Like other downtown businesses, the exchange was negatively impacted by the decline of the Charles Street shopping corridor and the scarcity of parking and tourist-targeted attractions. But today, the exchange is stronger than ever and is an anchor of the Charles Street revitalization initiatives.

Revenues from both the restaurant and consignment shop are growing steadily. And a February ribbon-cutting ceremony marked the successful completion of a $1.6 million capital campaign.

In Phase I of the capital improvement project, seven market-rate apartments were renovated on the building's upper floors and are now for rent.

Phase II of the project, funded by a $400,000 federal grant obtained by Sen. Barbara A. Mikulski, will enable us to improve the efficiency of our kitchen and spruce up the retail and restaurant space.

What has made the directors' efforts so rewarding is the ongoing support from the exchange's many longtime customers and supporters. Their interest and generosity is what has made the Baltimore exchange so distinctive and so enduring.

Linda Goldberg


The writer is president of the Woman's Industrial Exchange.

Blame felons, not racism, for their loss of voting rights

When the Legislative Black Caucus expended passionate debate in defense of a bill to restore the voting rights of convicted felons, I knew they were running low on legislative purpose ("Votes for Md. felons called a race issue," March 29). But when they did so by invoking the ghosts of Jim Crow, poll taxes and literacy tests, I knew they had become morally bankrupt.

To equate the denial of a felon's voting rights, regardless of his or her race, to blatantly racist policies from the past, as Sen.

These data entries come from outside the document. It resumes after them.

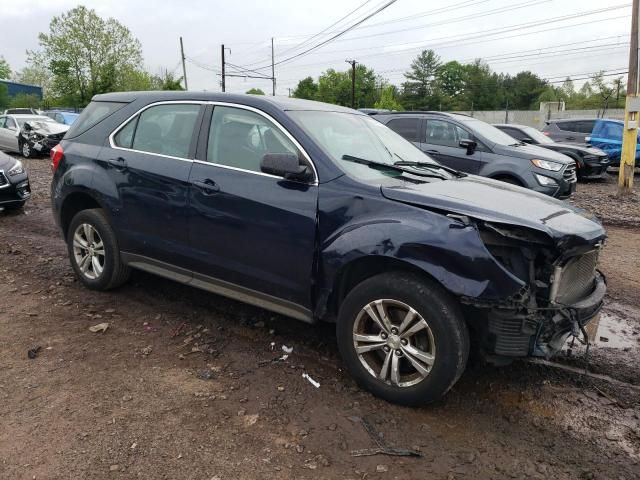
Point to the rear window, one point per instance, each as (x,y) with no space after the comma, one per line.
(93,114)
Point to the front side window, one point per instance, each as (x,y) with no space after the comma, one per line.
(162,129)
(407,127)
(440,132)
(240,138)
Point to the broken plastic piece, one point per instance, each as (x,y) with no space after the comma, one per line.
(101,327)
(311,380)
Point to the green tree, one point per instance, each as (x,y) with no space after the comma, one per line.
(4,96)
(388,99)
(307,89)
(5,69)
(86,54)
(421,79)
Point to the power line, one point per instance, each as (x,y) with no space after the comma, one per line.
(324,42)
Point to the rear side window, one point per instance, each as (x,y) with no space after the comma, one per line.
(407,127)
(163,129)
(93,114)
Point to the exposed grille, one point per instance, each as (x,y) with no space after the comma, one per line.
(577,278)
(569,173)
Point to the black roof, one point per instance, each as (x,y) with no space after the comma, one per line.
(283,103)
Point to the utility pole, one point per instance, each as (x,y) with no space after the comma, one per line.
(184,68)
(273,71)
(630,134)
(222,53)
(353,82)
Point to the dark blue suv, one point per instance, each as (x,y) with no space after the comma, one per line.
(319,212)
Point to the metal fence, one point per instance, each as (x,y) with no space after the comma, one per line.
(536,118)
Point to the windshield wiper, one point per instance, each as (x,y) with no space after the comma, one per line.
(388,166)
(434,166)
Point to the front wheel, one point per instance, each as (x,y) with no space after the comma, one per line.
(403,338)
(26,150)
(93,251)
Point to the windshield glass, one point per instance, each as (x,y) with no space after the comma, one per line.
(536,135)
(22,120)
(488,131)
(341,134)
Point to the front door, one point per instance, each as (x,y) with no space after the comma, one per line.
(442,142)
(149,164)
(248,228)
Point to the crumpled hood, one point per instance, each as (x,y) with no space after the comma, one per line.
(494,201)
(47,128)
(6,161)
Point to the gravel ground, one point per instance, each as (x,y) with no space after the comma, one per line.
(182,385)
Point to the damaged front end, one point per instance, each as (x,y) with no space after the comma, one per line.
(562,291)
(42,136)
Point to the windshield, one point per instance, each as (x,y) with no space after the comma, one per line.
(352,135)
(488,131)
(536,135)
(22,120)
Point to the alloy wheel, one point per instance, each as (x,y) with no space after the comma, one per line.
(88,251)
(394,343)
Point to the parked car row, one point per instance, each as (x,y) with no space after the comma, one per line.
(322,213)
(602,133)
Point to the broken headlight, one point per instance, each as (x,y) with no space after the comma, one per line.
(17,169)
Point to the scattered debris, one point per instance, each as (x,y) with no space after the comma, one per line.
(311,380)
(33,353)
(101,327)
(381,447)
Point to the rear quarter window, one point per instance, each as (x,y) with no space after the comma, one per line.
(92,115)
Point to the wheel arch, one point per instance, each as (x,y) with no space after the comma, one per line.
(75,202)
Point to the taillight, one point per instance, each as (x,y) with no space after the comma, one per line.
(57,154)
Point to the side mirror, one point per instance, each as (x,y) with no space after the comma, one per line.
(286,165)
(470,145)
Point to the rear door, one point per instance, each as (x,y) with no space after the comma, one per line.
(442,142)
(148,161)
(253,231)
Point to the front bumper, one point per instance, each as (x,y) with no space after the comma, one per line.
(16,191)
(541,333)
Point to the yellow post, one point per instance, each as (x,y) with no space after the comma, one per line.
(631,111)
(629,141)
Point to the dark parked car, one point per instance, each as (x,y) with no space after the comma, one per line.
(14,183)
(474,146)
(591,162)
(569,130)
(319,212)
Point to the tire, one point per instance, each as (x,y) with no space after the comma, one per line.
(26,150)
(89,230)
(445,340)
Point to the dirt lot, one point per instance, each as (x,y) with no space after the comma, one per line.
(182,386)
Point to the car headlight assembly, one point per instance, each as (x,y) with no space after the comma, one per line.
(547,165)
(546,181)
(17,169)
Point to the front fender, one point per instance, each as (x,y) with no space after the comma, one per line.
(450,252)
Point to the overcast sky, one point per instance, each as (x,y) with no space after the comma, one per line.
(552,38)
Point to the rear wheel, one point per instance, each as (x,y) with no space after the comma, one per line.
(403,338)
(93,251)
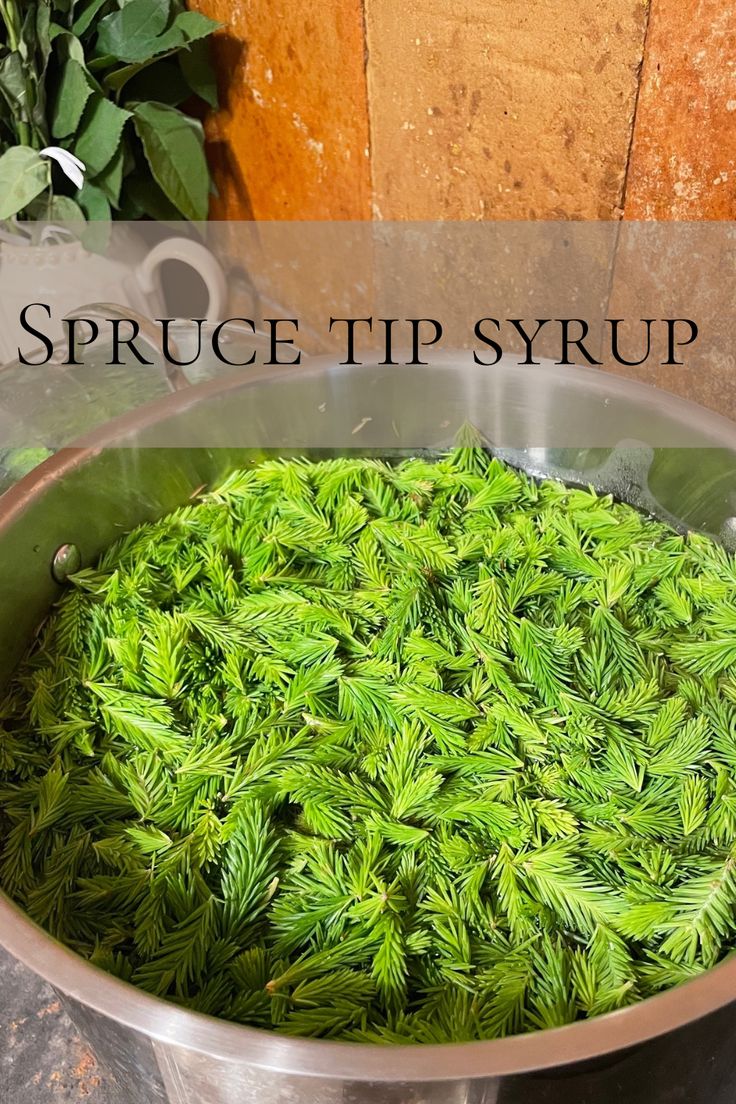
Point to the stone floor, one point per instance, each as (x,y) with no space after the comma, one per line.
(42,1059)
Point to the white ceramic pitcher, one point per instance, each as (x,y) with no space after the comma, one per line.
(65,276)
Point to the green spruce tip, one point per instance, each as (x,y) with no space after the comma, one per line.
(414,752)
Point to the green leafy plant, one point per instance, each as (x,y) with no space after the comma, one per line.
(93,109)
(394,753)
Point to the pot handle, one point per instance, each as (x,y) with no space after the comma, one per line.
(198,257)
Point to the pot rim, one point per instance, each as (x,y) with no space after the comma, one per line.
(172,1025)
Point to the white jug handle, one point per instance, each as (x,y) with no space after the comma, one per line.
(200,258)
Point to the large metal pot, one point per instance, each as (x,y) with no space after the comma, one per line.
(680,462)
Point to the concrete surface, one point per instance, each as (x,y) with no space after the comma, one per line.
(42,1059)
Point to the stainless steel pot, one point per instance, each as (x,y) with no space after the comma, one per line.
(676,459)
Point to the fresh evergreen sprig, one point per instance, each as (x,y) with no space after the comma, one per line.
(405,752)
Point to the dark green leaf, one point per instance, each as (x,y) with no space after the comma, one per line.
(196,66)
(74,92)
(130,34)
(23,176)
(98,137)
(174,149)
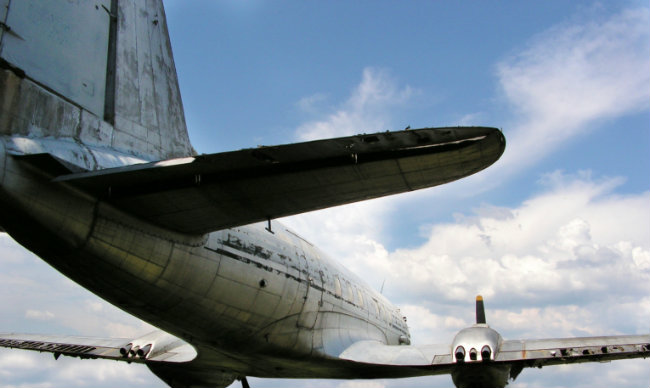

Joan Carter Conway did, is incorrect, irresponsible and insulting. Convicted felons haven't lost their right to vote because of some conspiracy; they've lost that right because they chose to break the law.

And what Senator Conway and the Legislative Black Caucus obviously failed to realize was that this way of arguing their point suggests that to be a convicted felon is to be black. And if that is not racism, I don't know what is.

John Phelan


Voting is one of the rights criminals lose as repeat offenders. The fact that there are many African-Americans in jail, losing this right, doesn't mean that these people are being singled out. What it does mean is many people in our African-American communities are committing crimes against their neighbors.

To give voting rights back to repeat offenders, no matter what race they represent, would send the wrong message.

Punishments for breaking the law must have teeth to discipline those who refuse to behave in a civilized manner.

Lou Perry


Lottery revenues, not taxes, paid for downtown stadiums

In the Saturday mailbox letters on naming the football stadium (letters, March 30), 10 writers shared the persistent error of stating or implying that the stadiums were built with tax money.

I am tired of seeing this misconception in print, so let's make this clear: The stadiums were built with proceeds from the lottery. This fact can be confirmed by calling the Maryland Stadium Authority.

The sporting crowd (lottery players) supported the sporting crowd (Orioles and Ravens fans).

Harry E. Bennett Jr.


Executing Moussaoui would diminish us all

Thank you for The Sun's cogent and courageous editorial regarding the fate of "the 20th hijacker" ("No death for Moussaoui," March 21).

It is clear that the likelihood that this man, Zacarias Moussaoui, will get fair treatment in either the courts or the press is extremely low. And if he is executed for his perceived intentions, we as a society will indeed be greatly diminished.

It takes courage to rise above the appeal of the raw emotion that suggests Mr. Moussaoui should "get what is coming to him," and I, for one, applaud The Sun for that courage.

Mary K. Anderson


KAL's caricature of Sharon reflects terror Israel inflicts

I am astonished at the reaction of so many readers (letters, March 30) to the mild caricature of Israeli Prime Minister Ariel Sharon in KAL's March 28 editorial cartoon.

The terror that Israel has suffered has been only slightly less appalling than that which Mr. Sharon has inflicted on the Palestinians. It is terrible not to be able to go to a cafM-i or a pizza parlor without fear. It is worse to have your home bulldozed and to not be able to walk down the roads of your own land, even to a hospital, without harassing searches.